P701 Late-onset Crohn's disease is associated with high risk of intestinal perforation and low risk of perianal fistula as compared with early-onset Crohn's disease: the CONNECT cohort
Kim H.M.*1, Kim H.-S.1, Kim J.S.2, Kim Y.S.3, Cheon J.H.4, Ye B.D.5, Kim Y.H.6, Han D.S.7
1Yonsei University Wonju College of Medicine, Division of Gastroenterology and Hepatology, Wonju, South Korea 2Seoul National Uinversity College of Medicine, Internal Medicine and Liver Research Institute, Seoul, South Korea 3Inje University College of Medicine, Internal Medicine, Seoul, South Korea 4Yonsei University College of Medicine, Internal Medicine and Institute of Gastroenterology, Seoul, South Korea 5University of Ulsan College of Medicine, Asan Medical Center, Gastroenterology and Inflammatory Bowel Disease Center, Seoul, South Korea 6Sungkyunkwan University School of Medicine, Department of Internal Medicine, Seoul, South Korea 7Hanyang University Guri Hospital, Department of Internal Medicine, Guri, South Korea
The late-onset Crohn's disease has several different clinical characteristics from the early-onset Crohn's disease. This study was aimed to compare abdominal and perianal complications between early-onset and late-onset Crohn's disease.

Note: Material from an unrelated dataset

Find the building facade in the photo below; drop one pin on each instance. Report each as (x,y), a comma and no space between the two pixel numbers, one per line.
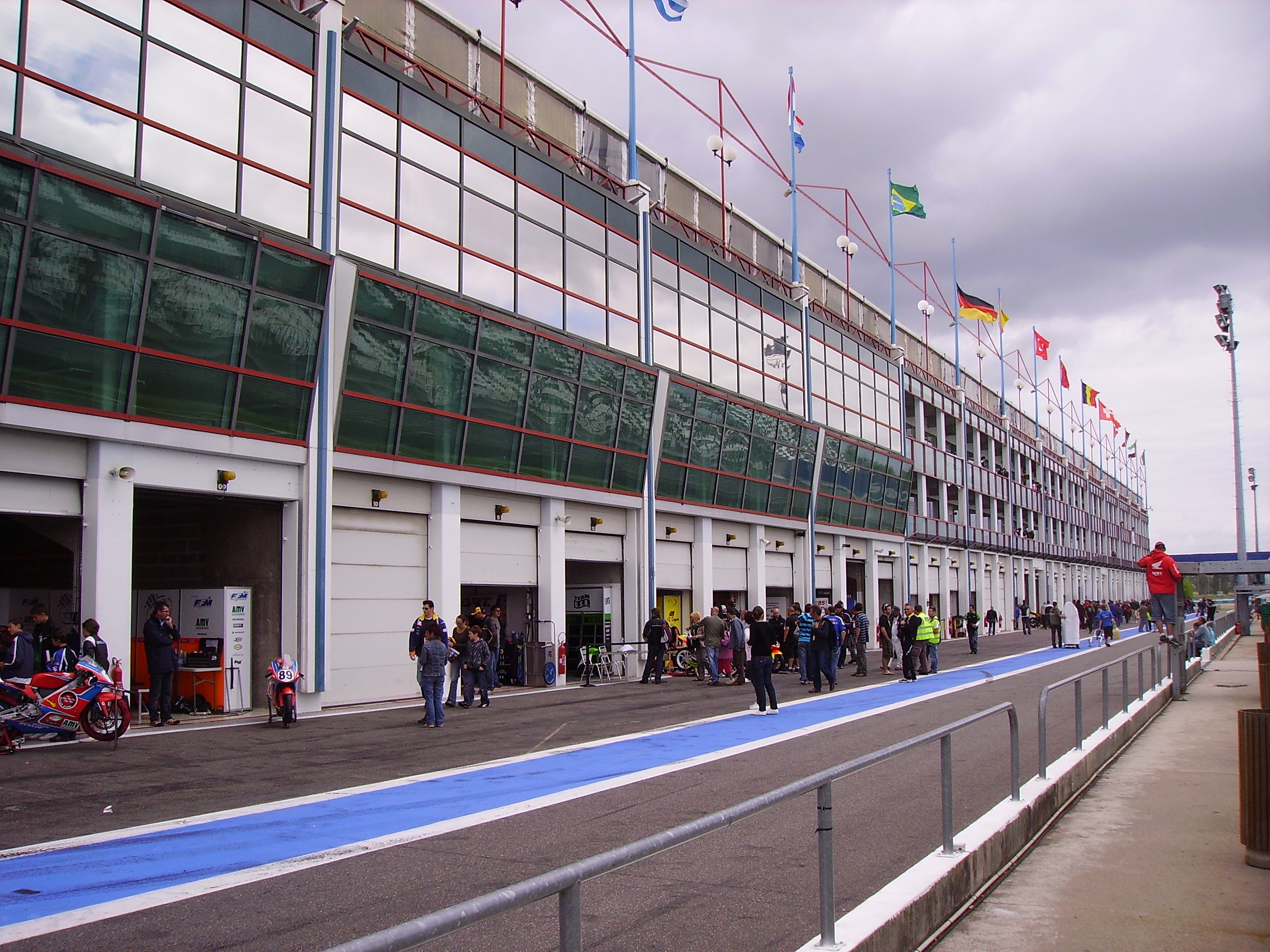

The Crohn's Disease Clinical Network and Cohort (CONNECT) retrospective cohort was used in this study. Between 1982 and 2010, patients with confirmed Crohn's disease were enrolled. The early-onset Crohn's disease was defined as age at the diagnosis ≥20 and 30< (549 patients), and the late-onset as ≥40 and <70 (185 patients). The multivariable logistic regression analyses were performed with adjustment of sex, smoking, location (L), and behavior (B) or Crohn's disease.
The patients with late-onset Crohn's disease underwent higher rate of abdominal surgery and lower rate of perianal surgery than those with the early-onset Crohn's disease (33.0% vs. 25.0% and 3.8% vs. 22.6%, p<0.0001). The patients with late-onset Crohn's disease had lower rate of perianal fistula than those with the early-onset Crohn's disease (14.8% vs. 41.7%, p<0.0001). In the multivariable analysis, the patients with late-onset Crohn's disease had odds ratio of 3.090 (n=312, 95% confidence interval [CI]: 1.228–7.772, p=0.017) for intestinal perforation, and odds ratio of 0.122 (n=313, 95% CI: 0.053–0.285, p<0.0001) for perianal fistula.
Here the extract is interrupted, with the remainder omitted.